A child threw up all over me while I was asleep on my flight today.
However there is a deeper lesson we must reflect upon aside from the abrupt interruption to my sleep.
I was asleep when suddenly I awoke to a strong light turned on in the row behind me. I heard a child standing beside my aisle seat as they insisted repeatedly to “turn off the lights”.
I then heard the child shuffle to the bathroom with his father and didn’t think more of it. However, the pungent smell of throw up soon urged me to check my surroudings, and as I instinctively tried to pull up my jacket a bit closer for warmth, I felt squishy, warm patches on my jacket.
My brain clued in (this was a red eye flight and I was less than a third of the way into the duration of it). “This is most definitely throw up.” Out of fear I patted my jeans to find that there were also patches of throw up on my jeans as well.
With the lights still turned off, I saw three flight attendants hurriedly gather around the row behind me, discussing how to best proceed with the clean up. A child in the row behind me had gotten sick.
Groggily I told them I needed some assistance to clean the mess on me - the entire left side of my jacket and jeans, and also my hair and right shoulder bore marks from the throw up.
Why Is This An Issue?
There is a parenting lesson to reflect on within this situation:
1/ The child would have known/felt that they had thrown up on me - I later determined the child to be 5-6 years old.
2/ The child asked to turn off the lights right when I was groggily waking up. Now why they would want to do that is a mystery - so I can sleep in her throw up?
3/ I was standing outside the bathroom door where the father was cleaning up their child as two helpful flight attendants profusely apologized on their behalf and helped me clean off the residue.
How Could I Have Reacted?
I gave the family the benefit of the doubt. It's rather impossible to believe, because I would have woken someone on to apologize if I spilled a glass of red wine on them, instead of turning off the lights in hopes that they wouldn't discover the damage.
I immediately started coming up with reasons why they wouldn’t have acknowledged throwing up on someone. It was dark(?) their child was sick(?) they must have been worried about the child(?) and wanted to minimize the amount of attention drawn to them on the fully booked flight(?)

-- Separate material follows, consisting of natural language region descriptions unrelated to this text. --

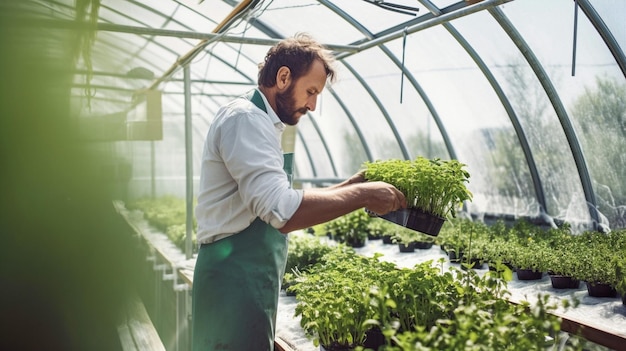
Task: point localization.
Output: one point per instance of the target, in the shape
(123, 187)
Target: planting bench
(136, 331)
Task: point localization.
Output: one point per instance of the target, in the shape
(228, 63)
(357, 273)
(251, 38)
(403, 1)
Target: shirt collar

My reaction could have been to start a scene, instead I decided to see how the parents would react if I told them their child had thrown up on me.
So I gently let the mom know that “hi, not sure if you are aware but your child threw up on me while I was asleep. I just had to change out of my entire outfit.” The reaction I got was stunning.
First, she gave me a wide-eyed stare that told me she knew but didn’t want to acknowledge it; then after gathering herself she announced “oh, I’m sorry.” She then went back to cleaning her child’s seat.
The lesson here is that these parents have taught their child to cover up their wrongs, and by doing so, are teaching their next generation that they should take care of themselves first, and downplay the wrongs they commit to others. Through this situation they have let their child know that it is OKAY to throw up on someone and not apologize for it.
Let’s make it clear that it’s not the first time I’ve encountered child throw up, taking care of my niece has given me plenty of opportunities to experience it first hand, so I was a really good sport about it, surprising the flight attendants as they expected my reaction to be much worse. For the rest of the flight, 3 hours of the 5 hours from Hawaii to Vancouver, the parents went back to sleep, not once voicing an apology or offering to clean my soiled clothing.
What Would You Do To Teach Your Child The Right Morals?
The situation made me reflect upon what I would have done as a parent if my child did the exact same thing.
I would have apologized profusely on behalf of my child, asked my child to apologize, and then insisted on picking up the dry cleaning tab.
The above process shows the child that their parents owe up to responsibility, and the child is held accountable for their actions (accident or not), and that we must right the wrongs committed (pick up the dry cleaning bill!)
Now, the question for you is, what would YOU have done?